Pattern seen in radiologic examinations

Scottie dog sign is a radiological sign which refers to the appearance of the lumbar spine in an oblique view X-ray. It was once used as a diagnostic sign in X-rays for lumbar spondylolysis, but it is not commonly in use nowadays because of the advent of more sensitive diagnostic methods such as the CT scan and MRI scan.

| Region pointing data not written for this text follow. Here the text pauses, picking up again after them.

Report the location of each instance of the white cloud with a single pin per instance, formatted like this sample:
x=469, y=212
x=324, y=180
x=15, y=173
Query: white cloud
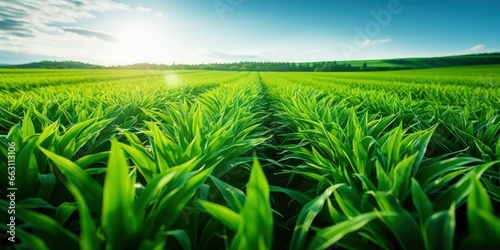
x=311, y=51
x=144, y=9
x=369, y=42
x=211, y=55
x=33, y=26
x=478, y=47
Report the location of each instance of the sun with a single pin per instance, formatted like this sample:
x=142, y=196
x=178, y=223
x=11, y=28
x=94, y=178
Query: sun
x=140, y=43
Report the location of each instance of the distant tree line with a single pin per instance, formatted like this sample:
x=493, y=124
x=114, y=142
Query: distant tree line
x=328, y=66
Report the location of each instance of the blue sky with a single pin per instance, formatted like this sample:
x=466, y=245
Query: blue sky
x=200, y=31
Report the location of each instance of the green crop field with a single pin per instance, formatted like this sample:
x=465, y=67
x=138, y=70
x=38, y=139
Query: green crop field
x=151, y=159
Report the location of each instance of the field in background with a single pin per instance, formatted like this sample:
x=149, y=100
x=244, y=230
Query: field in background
x=214, y=159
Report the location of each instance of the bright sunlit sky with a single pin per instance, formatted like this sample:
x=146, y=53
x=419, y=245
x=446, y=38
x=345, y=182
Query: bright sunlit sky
x=199, y=31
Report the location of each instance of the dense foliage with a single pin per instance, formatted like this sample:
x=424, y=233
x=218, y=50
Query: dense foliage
x=135, y=159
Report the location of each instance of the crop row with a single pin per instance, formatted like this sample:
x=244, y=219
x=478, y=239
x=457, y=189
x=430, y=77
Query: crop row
x=158, y=159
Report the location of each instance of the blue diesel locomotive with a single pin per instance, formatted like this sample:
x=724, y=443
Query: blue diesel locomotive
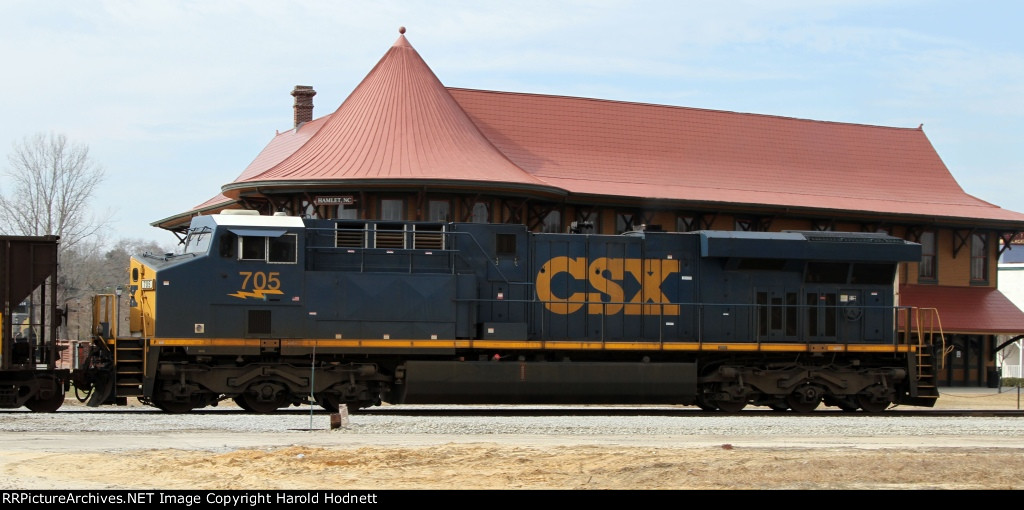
x=271, y=311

== Radiological appearance ==
On lumbar x-ray, a Scottie dog can be seen laterally, with the pedicle as the eye, transverse process as the nose, superior articular facet as the ear, spinous process as the body, and inferior articular facet as the front leg. The pars interarticularis defect presents itself as the neck of the dog. Since plain radiographs have limitations and are not as sensitive, initial diagnosis is made by plain xray followed by MRIs to confirm the diagnosis. CT scans are then used to rule out other lesions and to assess healing during treatment.

== Clinical relevance ==

=== Risk factors ===
Environmental stress such as repetitive motion or weight bearing is a common risk factor for developing spondylosis. There is a proportionate increase in relation to age up until the age of 18, presumed to be due to weight bearing. Although spondylolysis is less common in children, it is the leading cause of low back pain in adolescent athletes, especially those in spinal extension-intensive sports such as gymnastics, baseball, rowing, and soccer. Race and sex may also play a role, as Caucasian males are most commonly affected, followed by African American males, Caucasian females, and African American females. Spinal deformities also put patients at a higher risk of spondylolysis. A study in Japan showed patients with spina bifida occulta had an almost four times increase in the incidence of spondylolysis, likely due to failure of vertebral arch fusion leading to increased stress on the pars interarticularis and eventually its fracture. Patients with Scheuermann's kyphosis have also been reported to have a thirty to fifty percent incidence rate of spondylolysis, likely due to the anatomical nature of lumbar lordosis and excessive lumbar extension.

=== Symptoms ===
Spondylolysis most commonly presents asymptomatic and found incidentally on imaging, however, its most common complaint is lower back pain that is relieved with rest and aggravated by movement. On physical exam, midline tenderness also a sign of spondylolysis.

=== Management ===
First line therapy for patients with spondylolysis is conservative management such as restricting activity, physical therapy, bracing, and external electrical stimulation. Each of these therapies can be used individually, however, there's greater efficacy and recovery with combination therapy. Conservative treatment's goal is to heal the spinal defect, prevent worsening of the lesion, and provide symptomatic relief for the patient. Typically spinal bracing is used after a failed trial of activity modification and is seen more effective in younger patients, likely due to decreased initiation of bone healing. External electrical stimulation can also be used to repair bone fractures by increasing bone-forming stem cells, inducing mineralization of the bone, forming extracellular matrix, and increasing the expression of osteogenic genes. Studies show the combination of cessation of sports, spinal bracing, and bone stimulator followed by physical therapy and rehab in adolescent athletes with spondylolysis results in great outcomes such as resuming sports.

Surgical treatment such as decompression or decompression and fusion is considered when over 6 months conservative therapy fails to decrease pain, associated symptoms, along with persistent fracture shown on imaging. Decompression consists of a laminectomy, which removes part of the vertebra, while fusion joins the vertebrae together. Decompression alone is an option if the spine appears to be stable with an intact posterior arch, however, not recommended as there's a twenty five to thirty percent progression to slippage. Decompression and fusion is the primary surgical treatment for spondylolysis as it's more stable.